At the time, there was much spirited debate about whether tokens sold in such a manner constituted securities. On one side were crypto entrepreneurs who claimed that token sales could serve as a lightly regulated governance mechanism and crowdfunding tool. On the other were many lawyers, myself included, who thought that the SEC would eventually get wise and crack down on the practice.

As we now know, the skeptics were right.

The first ICO to go down in a big way was Kik Interactive. Kik was, or rather still is, a lightly-used messaging app which pivoted into crypto at the height of the first great ICO boom in 2017. Kik sold tokens directly to the public without a registration statement in effect. The SEC sued and, 16 months later, Kik lost on a motion for summary judgment.

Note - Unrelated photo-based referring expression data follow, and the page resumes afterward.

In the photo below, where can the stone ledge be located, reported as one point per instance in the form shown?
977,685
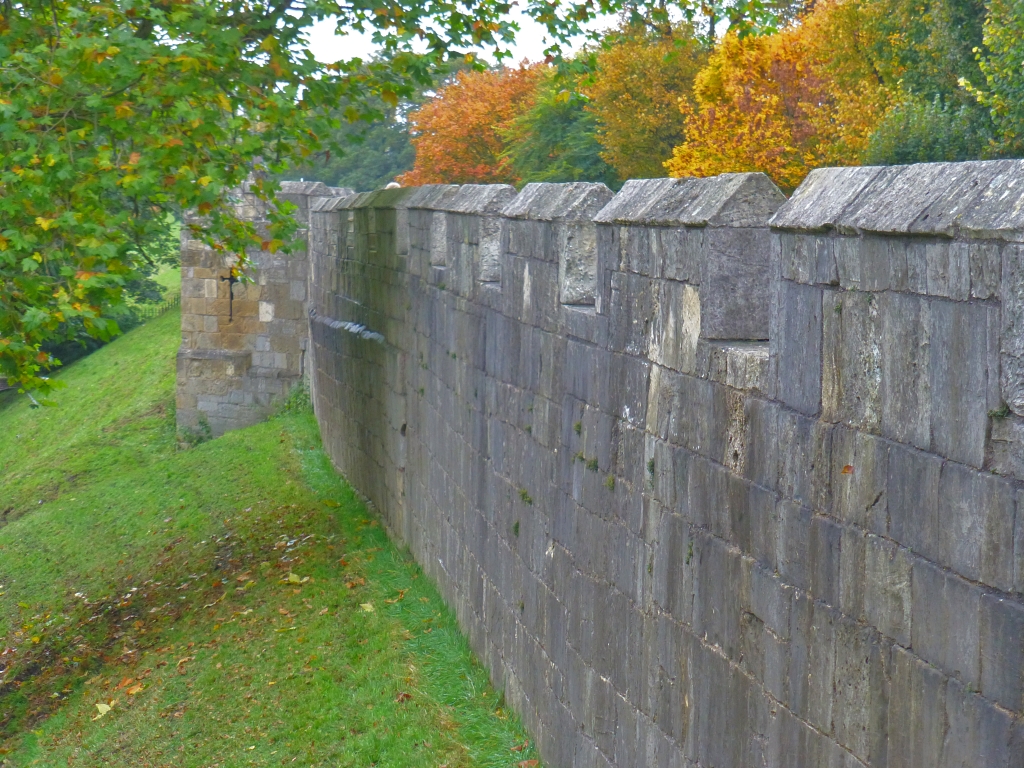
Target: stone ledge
976,200
738,200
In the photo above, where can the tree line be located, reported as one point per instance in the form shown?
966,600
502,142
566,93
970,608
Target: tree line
835,83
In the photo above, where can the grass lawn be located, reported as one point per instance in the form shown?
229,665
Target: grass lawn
232,604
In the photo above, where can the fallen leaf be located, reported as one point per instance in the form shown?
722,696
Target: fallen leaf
123,683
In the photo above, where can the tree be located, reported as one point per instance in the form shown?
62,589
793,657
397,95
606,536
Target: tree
114,114
783,103
374,154
639,77
555,139
459,135
1003,68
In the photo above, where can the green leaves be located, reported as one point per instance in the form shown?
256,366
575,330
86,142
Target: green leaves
114,115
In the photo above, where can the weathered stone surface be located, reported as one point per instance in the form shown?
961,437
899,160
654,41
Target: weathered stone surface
672,542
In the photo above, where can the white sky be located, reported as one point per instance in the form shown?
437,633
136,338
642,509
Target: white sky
328,47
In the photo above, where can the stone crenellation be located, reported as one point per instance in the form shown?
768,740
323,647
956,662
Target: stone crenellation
711,477
243,344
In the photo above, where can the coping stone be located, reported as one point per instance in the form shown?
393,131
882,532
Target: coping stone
549,202
740,200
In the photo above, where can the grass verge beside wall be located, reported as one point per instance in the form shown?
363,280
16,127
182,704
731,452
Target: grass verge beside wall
233,604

Telegram was the SEC’s next scalp. Telegram is a popular, allegedly encrypted messaging app founded by Russian billionaire Pavel Durov. Famously, despite being one of the most used messaging apps on the planet, Telegram generates no revenue. To remedy this, Telegram issued and sold a staggering $1.7 billion worth of cryptocurrency tokens in various private fundraising transactions via private placement over the course of 2018.

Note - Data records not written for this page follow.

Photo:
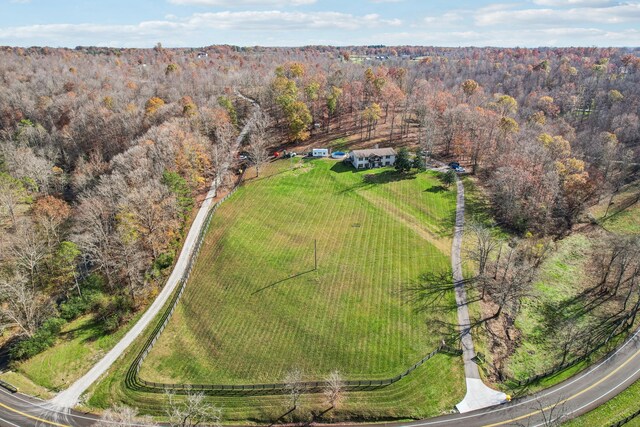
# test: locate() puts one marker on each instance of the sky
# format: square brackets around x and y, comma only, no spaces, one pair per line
[195,23]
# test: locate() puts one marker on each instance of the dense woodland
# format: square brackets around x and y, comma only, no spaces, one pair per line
[104,152]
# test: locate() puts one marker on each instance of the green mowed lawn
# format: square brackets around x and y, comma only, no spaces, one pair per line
[255,308]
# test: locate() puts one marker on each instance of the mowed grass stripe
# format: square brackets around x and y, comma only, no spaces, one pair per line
[236,324]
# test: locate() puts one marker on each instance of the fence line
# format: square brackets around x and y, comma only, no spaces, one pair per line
[133,380]
[570,363]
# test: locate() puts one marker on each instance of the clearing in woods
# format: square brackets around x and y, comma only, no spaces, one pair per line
[254,306]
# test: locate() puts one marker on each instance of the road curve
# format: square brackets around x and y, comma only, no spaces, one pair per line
[572,397]
[69,397]
[478,395]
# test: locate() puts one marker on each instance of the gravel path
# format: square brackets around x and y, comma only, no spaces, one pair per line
[478,394]
[70,397]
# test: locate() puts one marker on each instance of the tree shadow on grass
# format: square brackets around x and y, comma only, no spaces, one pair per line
[388,176]
[281,281]
[341,167]
[436,189]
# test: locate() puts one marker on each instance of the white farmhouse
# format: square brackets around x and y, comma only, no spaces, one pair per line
[372,158]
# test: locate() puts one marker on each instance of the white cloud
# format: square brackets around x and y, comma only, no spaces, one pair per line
[575,3]
[560,37]
[626,13]
[276,20]
[246,27]
[444,19]
[236,3]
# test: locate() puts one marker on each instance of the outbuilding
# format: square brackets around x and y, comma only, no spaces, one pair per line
[372,158]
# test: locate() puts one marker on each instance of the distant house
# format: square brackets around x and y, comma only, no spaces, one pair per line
[372,158]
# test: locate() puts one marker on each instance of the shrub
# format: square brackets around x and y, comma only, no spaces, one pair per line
[44,338]
[79,305]
[113,314]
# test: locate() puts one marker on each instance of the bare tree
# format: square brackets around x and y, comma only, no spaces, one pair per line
[191,411]
[28,249]
[12,193]
[483,245]
[334,390]
[22,306]
[123,416]
[258,151]
[295,387]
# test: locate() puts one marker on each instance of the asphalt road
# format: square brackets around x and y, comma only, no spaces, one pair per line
[570,398]
[69,397]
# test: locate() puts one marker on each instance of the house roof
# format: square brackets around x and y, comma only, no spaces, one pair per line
[374,151]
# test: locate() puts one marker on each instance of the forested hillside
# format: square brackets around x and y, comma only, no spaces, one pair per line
[104,152]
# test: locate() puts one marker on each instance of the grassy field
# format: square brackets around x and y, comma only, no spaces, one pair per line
[621,406]
[623,215]
[81,345]
[255,308]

Telegram differed from Kik Interactive mainly in that Telegram sold tokens first via private placement to high net worth and offshore investors, who would presumably later unload those tokens onto U.S. markets and thus to U.S. retail purchasers. Mere days before the tokens were to be issued, the SEC sued Telegram and obtained an emergency restraining order halting the token conversion. Here, too, the SEC would quickly win on a motion for preliminary injunction. The official Telegram token project died immediately (but has continued on in various and unrelated forms).